I got rejected from Cornell, accepted to Columbia SEAS, CMU, Duke, Northwestern, Brown,...
Please advise me where to go with a preliminary interest in engineering!
| By Dts (Dts) on Tuesday, April 15, 2003 - 01:02 am: Edit |
does anyone know where i can find Mechanical Engineering Technology rankings? it is supposed to be a completely differnt major from Mechanical Engineering..
anybody know how purdue and calpoly's programs are for MET? thanks
| By Kk02 (Kk02) on Tuesday, April 15, 2003 - 02:41 am: Edit |
bump
| By Gangsta (Gangsta) on Tuesday, April 15, 2003 - 02:36 pm: Edit |
The best engineering schools in terms of facilities, professor education/reputation, cost, and opportunities available for grads is Cornell engineering, Carnegie Mellon (CMU), Rensselaer Polytechnic Institute (RPI), MIT, Caltech, UMICH, and UIUC. Hands down for a great education these schools will get you into the top grad schools and a top position in research/industry. I would say that although MIT/Caltech are well known, they are not necessarily better than some of their classmates: CMU, RPI, Cornell. ALL of them will equally provide you with the best education. There isn't much difference between these schools in terms of education, research opportunities, facilities.
| By Emeraldkity4 (Emeraldkity4) on Tuesday, April 15, 2003 - 02:48 pm: Edit |
I just wanted to add that my brother has an EE degree from university of colorado at Co Springs which isn't the most competitive of schools, and he has a great job starting at $100K + in R & D.
Its just one of those fields I guess.
| By Gamezo (Gamezo) on Monday, June 02, 2003 - 12:31 am: Edit |
Hi, I'm trying to find a good school for Electrical/Computer Engineering for a transfer student. I live in Calfirnia, LA to be specific. Any help would be greatly appreciated.
| By Niprt (Niprt) on Thursday, June 19, 2003 - 10:13 pm: Edit |
I'm looking for a good structural engineering school (possibly with business or architecture classes). I live in CA and I'm hoping to stay on the west cost or as close as I can get. Any Ideas?

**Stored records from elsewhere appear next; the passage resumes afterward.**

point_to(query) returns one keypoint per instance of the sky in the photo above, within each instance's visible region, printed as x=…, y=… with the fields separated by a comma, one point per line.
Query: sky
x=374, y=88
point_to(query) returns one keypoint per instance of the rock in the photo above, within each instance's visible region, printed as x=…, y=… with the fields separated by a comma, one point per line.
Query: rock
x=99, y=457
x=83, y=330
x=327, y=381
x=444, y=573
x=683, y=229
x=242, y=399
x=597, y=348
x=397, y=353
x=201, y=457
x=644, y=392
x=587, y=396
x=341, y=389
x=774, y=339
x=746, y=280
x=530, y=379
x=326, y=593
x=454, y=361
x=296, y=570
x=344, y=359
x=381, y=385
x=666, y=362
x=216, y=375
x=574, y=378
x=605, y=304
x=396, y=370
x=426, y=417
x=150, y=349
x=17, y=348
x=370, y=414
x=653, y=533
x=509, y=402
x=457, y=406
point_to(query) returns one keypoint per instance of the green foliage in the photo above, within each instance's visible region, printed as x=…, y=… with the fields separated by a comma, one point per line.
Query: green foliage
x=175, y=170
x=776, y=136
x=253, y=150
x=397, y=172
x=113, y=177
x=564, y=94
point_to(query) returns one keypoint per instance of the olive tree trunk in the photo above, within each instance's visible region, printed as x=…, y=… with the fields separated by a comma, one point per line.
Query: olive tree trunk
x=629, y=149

| By Studiousvegetar (Studiousvegetar) on Wednesday, July 16, 2003 - 10:56 pm: Edit |
Thanks for the input.
| By Ticko1977 (Ticko1977) on Sunday, March 07, 2004 - 09:57 pm: Edit |
hi, i live in miami , and i want to go to an engineering school, electrical engineering to be specific, but within the state , so i have like 3 choices. university of miami, florida international university and university of south florida. which do you recommend?